Going Big on the Down Payment
The point of a mortgage is to get money that you don’t have, but getting together a large sum of money beforehand will be very helpful to you. Most mortgages require or allow a down payment of some kind, like a car, and the more you pay up front, the lower your payments will be. Not only that, but your interest will be lower over time as well. Ideally, you want to be paying back as little as possible.
10 percent is the absolute minimum you should shoot for, but 20 percent is even better. That way, you can avoid paying private mortgage insurance (PMI). This is a fee that the bank requires you to pay to protect their investment if the loan-to-value (LTV) ratio of the mortgage is over 80%. The higher the LTV (and smaller the down payment), the higher the risk for the lender who will then charge for PMI.
You shouldn’t have to pay this fee if you don’t have to, so you may even want to consider borrowing a little to pay a higher down payment. Assuming, of course, that the interest rate on that loan is lower than the fees and extra interest you would pay.
While You Are Paying Your Mortgage Off
Just because you have already locked yourself into a mortgage, that doesn’t mean that you can’t pay it off early. Here are a few things you can do to get free faster.
Most mortgages are paid for with monthly payments, just like any other bill. That way, you can take a little off your paycheck each month without getting hit with big lump sums. But increasing the rate of payment can have great benefits for you.

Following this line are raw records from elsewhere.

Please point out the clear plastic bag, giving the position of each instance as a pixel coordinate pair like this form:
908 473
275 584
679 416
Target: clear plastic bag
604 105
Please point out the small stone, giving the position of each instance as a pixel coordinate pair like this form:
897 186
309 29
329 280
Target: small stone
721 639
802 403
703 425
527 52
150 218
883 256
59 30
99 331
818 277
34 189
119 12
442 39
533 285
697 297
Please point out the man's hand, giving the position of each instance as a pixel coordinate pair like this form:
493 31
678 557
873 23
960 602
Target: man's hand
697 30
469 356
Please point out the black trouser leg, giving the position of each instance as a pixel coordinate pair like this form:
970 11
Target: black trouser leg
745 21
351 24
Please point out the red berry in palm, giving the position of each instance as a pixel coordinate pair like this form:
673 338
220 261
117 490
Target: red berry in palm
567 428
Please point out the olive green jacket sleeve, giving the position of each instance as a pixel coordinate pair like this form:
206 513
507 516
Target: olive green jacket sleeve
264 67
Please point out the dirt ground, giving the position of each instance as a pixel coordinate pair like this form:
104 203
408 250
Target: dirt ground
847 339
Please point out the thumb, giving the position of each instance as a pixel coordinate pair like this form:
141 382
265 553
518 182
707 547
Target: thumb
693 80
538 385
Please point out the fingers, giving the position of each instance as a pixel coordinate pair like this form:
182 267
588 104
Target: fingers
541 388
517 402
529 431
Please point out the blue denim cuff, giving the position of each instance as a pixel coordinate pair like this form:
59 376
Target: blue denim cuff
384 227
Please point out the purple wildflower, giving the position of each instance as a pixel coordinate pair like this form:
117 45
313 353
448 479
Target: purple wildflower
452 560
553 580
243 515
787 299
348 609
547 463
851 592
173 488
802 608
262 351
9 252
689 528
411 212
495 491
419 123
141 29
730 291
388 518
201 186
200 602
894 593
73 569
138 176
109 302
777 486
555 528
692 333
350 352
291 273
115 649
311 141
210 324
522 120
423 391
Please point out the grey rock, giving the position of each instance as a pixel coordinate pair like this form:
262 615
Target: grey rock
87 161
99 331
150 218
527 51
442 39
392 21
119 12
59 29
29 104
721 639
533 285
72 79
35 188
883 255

Instead of every month, arrange to make your payments every two weeks. With bi-weekly payments, you will pay a little extra off of the mortgage every year than you would while making monthly payments. You’ll hardly notice these extra payments because they are so small and frequent. You can shave tens of thousands of dollars and years off of your mortgage with this technique with little to no change in your spending habits.
Put More Towards the Mortgage at Every Opportunity
Simply paying off more of the mortgage is the surest way to pay it off early, but of course, it isn’t that easy. You’ve got other bills to pay and a life to live so you can’t just funnel all funds toward it every month. However, there are many opportunities to pay more towards your mortgage which are low-impact that you might not even have noticed, and every dollar counts. A lower principle means lower interest, which leads to less time paying.

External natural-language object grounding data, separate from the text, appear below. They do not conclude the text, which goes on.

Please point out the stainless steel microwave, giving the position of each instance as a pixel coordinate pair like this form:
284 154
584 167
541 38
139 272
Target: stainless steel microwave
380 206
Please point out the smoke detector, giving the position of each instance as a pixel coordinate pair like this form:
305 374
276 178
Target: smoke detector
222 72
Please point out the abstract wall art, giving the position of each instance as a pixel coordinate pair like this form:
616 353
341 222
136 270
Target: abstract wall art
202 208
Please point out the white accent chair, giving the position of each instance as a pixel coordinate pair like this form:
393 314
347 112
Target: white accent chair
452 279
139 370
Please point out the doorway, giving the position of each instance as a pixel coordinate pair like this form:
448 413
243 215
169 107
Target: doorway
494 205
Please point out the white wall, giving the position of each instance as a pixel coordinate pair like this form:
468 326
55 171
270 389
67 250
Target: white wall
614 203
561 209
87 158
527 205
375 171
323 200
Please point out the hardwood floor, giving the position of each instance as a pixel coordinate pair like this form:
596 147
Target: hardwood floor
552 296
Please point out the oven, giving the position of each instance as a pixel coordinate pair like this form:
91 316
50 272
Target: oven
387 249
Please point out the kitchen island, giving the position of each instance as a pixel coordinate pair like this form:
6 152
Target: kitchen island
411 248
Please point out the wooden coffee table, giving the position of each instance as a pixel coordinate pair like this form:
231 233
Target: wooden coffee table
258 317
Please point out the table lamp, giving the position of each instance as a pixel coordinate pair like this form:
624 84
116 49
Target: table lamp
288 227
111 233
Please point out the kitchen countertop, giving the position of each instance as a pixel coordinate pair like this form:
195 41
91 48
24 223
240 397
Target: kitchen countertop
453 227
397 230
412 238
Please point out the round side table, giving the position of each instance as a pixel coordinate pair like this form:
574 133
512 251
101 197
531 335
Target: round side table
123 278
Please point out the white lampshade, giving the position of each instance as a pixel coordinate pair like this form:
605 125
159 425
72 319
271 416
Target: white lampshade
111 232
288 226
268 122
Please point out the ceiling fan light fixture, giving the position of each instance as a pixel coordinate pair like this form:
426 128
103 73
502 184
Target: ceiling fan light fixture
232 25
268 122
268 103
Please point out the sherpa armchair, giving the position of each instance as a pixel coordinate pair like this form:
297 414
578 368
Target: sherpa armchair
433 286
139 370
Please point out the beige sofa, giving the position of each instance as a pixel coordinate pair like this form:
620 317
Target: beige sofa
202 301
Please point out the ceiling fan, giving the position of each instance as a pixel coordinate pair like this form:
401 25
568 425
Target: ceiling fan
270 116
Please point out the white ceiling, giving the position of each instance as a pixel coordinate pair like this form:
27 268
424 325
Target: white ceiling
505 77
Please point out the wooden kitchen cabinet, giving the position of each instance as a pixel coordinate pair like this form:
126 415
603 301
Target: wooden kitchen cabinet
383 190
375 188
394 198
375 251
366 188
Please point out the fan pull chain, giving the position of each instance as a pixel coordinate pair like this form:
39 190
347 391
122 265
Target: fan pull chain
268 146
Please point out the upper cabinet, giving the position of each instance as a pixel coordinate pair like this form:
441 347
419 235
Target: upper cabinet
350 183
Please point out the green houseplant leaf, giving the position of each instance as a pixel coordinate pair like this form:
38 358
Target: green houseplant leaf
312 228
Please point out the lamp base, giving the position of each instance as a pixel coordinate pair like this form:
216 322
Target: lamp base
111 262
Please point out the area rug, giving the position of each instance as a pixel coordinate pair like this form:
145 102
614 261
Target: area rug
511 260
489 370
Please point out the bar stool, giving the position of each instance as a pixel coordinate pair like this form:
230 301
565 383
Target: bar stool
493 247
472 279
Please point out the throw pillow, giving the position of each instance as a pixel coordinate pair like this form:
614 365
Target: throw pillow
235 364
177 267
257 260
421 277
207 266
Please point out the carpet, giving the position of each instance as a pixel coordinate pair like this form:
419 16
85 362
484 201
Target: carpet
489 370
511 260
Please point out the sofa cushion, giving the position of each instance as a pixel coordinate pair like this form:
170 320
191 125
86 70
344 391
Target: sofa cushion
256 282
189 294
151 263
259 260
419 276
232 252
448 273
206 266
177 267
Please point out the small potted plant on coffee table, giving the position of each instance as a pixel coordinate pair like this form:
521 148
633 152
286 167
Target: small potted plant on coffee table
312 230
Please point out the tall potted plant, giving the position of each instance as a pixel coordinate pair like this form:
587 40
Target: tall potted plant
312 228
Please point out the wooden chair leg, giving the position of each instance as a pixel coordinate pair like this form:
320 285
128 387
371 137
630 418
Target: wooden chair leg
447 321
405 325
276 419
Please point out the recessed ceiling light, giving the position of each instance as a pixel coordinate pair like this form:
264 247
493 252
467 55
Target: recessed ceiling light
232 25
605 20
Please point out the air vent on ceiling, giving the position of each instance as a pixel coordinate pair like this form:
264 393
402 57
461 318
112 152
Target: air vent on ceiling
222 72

Consider rounding up your mortgage payments to get a few extra bucks in there. Or, make an extra payment every quarter or six months. If you plan for it, it will be easier to find the money. Also, whenever you come into a windfall of cash, like a bonus or raise, immediately set aside some of it for your mortgage. Sacrifices now will lead to much more cash on hand later.
Refinance your Mortgage
Refinancing your mortgage can help you get a better interest rate or rearrange your payment plan. This will likely mean paying more every month (or every two weeks), but this bit of bravery can save you a lot down the line. Some lenders lock in your payment plan and interest, but if you are in a better position financially now than when you were when you signed the mortgage, you should get the opportunity to pay more and get out of debt faster.
If you are in dire straits, you may even qualify for federal assistance which will reduce your interest rate even if you have little or no equity in your home. Don’t forget to make use of a mortgage payout calculator and make sure you are getting a better deal.

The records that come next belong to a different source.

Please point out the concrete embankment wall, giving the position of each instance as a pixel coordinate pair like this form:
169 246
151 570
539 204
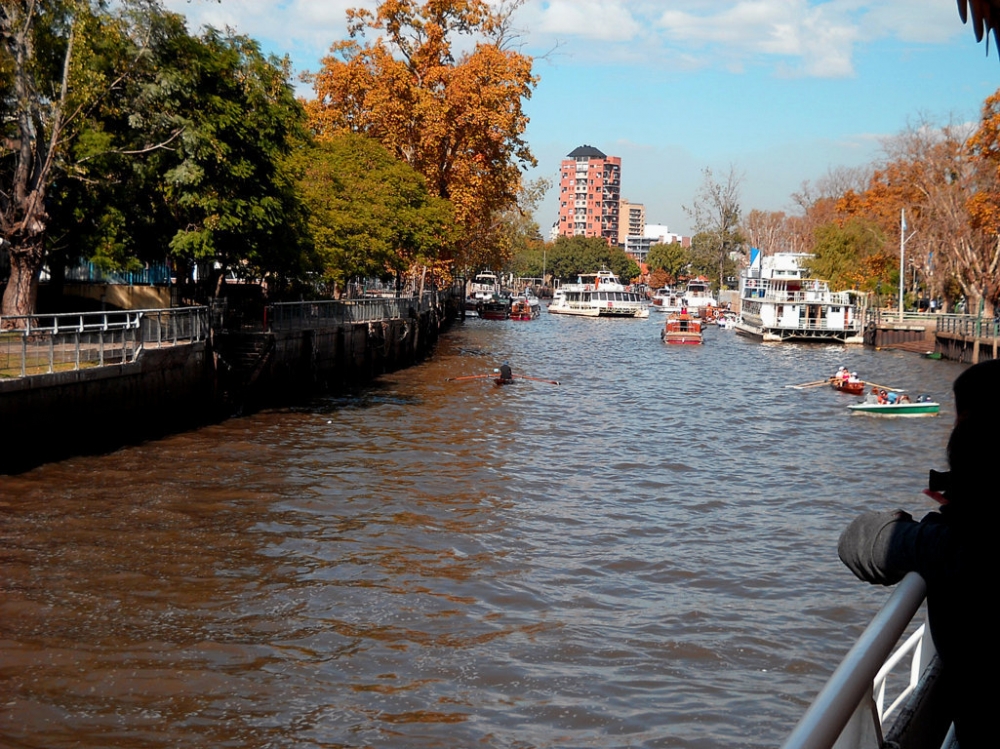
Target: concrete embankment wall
49 417
291 365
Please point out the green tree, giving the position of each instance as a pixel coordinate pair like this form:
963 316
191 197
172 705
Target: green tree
60 60
671 258
850 255
442 88
370 214
225 186
717 218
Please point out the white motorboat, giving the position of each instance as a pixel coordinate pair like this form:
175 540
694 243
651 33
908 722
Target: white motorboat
485 287
598 294
667 300
779 302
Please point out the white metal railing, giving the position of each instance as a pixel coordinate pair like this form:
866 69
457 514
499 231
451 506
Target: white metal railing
44 344
849 712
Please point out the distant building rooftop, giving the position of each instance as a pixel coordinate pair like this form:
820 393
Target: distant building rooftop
588 151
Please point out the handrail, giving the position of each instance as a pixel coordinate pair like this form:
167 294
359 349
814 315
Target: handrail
850 687
44 344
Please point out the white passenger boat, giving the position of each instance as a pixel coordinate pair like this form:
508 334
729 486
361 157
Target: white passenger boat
698 296
598 294
779 302
667 300
484 287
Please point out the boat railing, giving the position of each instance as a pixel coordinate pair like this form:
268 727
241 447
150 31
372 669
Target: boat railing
851 711
781 296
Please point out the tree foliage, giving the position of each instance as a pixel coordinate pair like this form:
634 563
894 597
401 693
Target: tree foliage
57 70
717 217
370 214
671 258
568 257
162 144
441 90
851 255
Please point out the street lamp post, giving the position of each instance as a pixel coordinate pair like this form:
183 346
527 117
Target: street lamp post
902 251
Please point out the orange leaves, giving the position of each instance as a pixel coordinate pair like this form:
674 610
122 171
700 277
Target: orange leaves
455 117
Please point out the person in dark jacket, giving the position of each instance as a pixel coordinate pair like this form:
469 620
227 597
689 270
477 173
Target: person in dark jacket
955 550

If you are in big financial trouble and nothing you can do will get your interest under control, you may need to take the drastic step of downsizing your home. If you sell your larger home, you can use the profits to purchase a smaller one.
Anything left over can go into the mortgage to help pay it down. This can be a lot of work, but it can drastically cut down the time you will spend paying off that first mortgage. Even if you have to resort to taking out a smaller mortgage, your debt will be reduced.